DEHP Safety Assessment

Key words: DEHP, risk assessment, medical devices, PVC

Patients undergoing various medical procedures can be exposed to di-(2-ethylhexyl)phthalate (DEHP), a compound used as a plasticizer for polyvinyl chloride (PVC) medical devices. Since exposure to DEHP results in the development of adverse effects in experimental animals, OST conducted a safety assessment (http://www.fda.gov/downloads/MedicalDevices/ DeviceRegulationandGuidance/GuidanceDocuments/UCM080457.pdf) to determine the likelihood that patients exposed to this compound would experience similar effects. The results of the safety assessment suggest that children, especially male neonates, undergoing certain medical procedures may represent a population at increased risk for the adverse effects of DEHP. Based on the results of the safety assessment, CDRH issued a consumer update (http://www.fda.gov/MedicalDevices/ ResourcesforYou/Consumers/ChoosingaMedicalDevice/ucm142643.htm) to inform the public and health care professionals of the potential risks posed by patient exposure to DEHP released from medical devices.

Studies on Reuse of Single-Use Devices

Key words: reuse, single-use devices, cleaning, disinfection, reprocessor, ethylene oxide, sterilization

In FY 2001, scientists continued to study the issues of cleaning medical devices to establish their safety and efficacy for reuse. A major part of the study addressed detecting and cleaning the lubricating oils from medical devices. A second major part of the study addressed the use of disinfectants in cleaning processes. Disinfectants, other than bleach, make cleaning difficult and also provide some false information on cleaning strategies. These data have been used in formulating CDRH regulatory actions, establishing criteria for review of PMA's and 510K's, and providing methods for the Office of Compliance to inspect reprocessor firms. Scientists have completed studies of the amount of ethylene oxide, (a common sterilant) residues in medical devices placed under various experimental conditions, such as multiple exposures, differing extraction conditions, and differing extraction media.

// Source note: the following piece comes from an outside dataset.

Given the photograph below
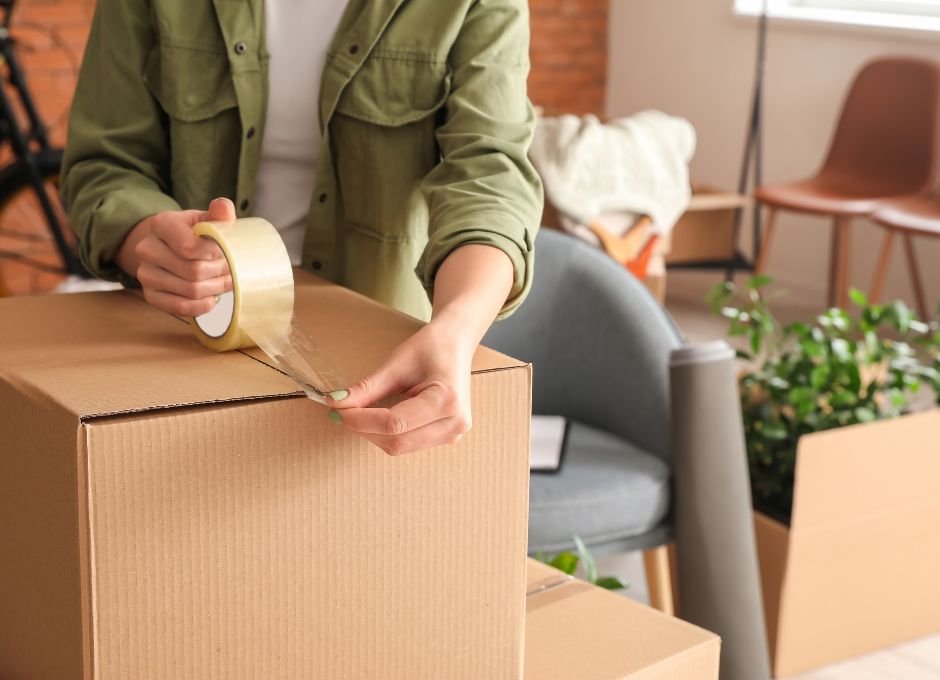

Endotoxin-Mediated Potentiation of Toxicity: Implications for Reprocessing and Reuse

Key words: endotoxin, reuse, potentiation of toxicity, medical device materials, ISO 10993-17

Patients can be exposed to bacterial endotoxin following the use of improperly reprocessed medical equipment. Such exposures can have clinically significant consequences since endotoxin has been shown to potentiate the adverse effects of a number of chemical compounds that could be released from medical devices. In FY 2001, OST initiated laboratory studies to determine the extent to which endotoxin potentiates the toxicity of specific compounds released from devices. In addition, OST staff examined whether the approach described in ISO/DIS 10993-17 to set allowable limits for compounds released from devices is sufficient to protect critically ill patients from chemically induced adverse effects.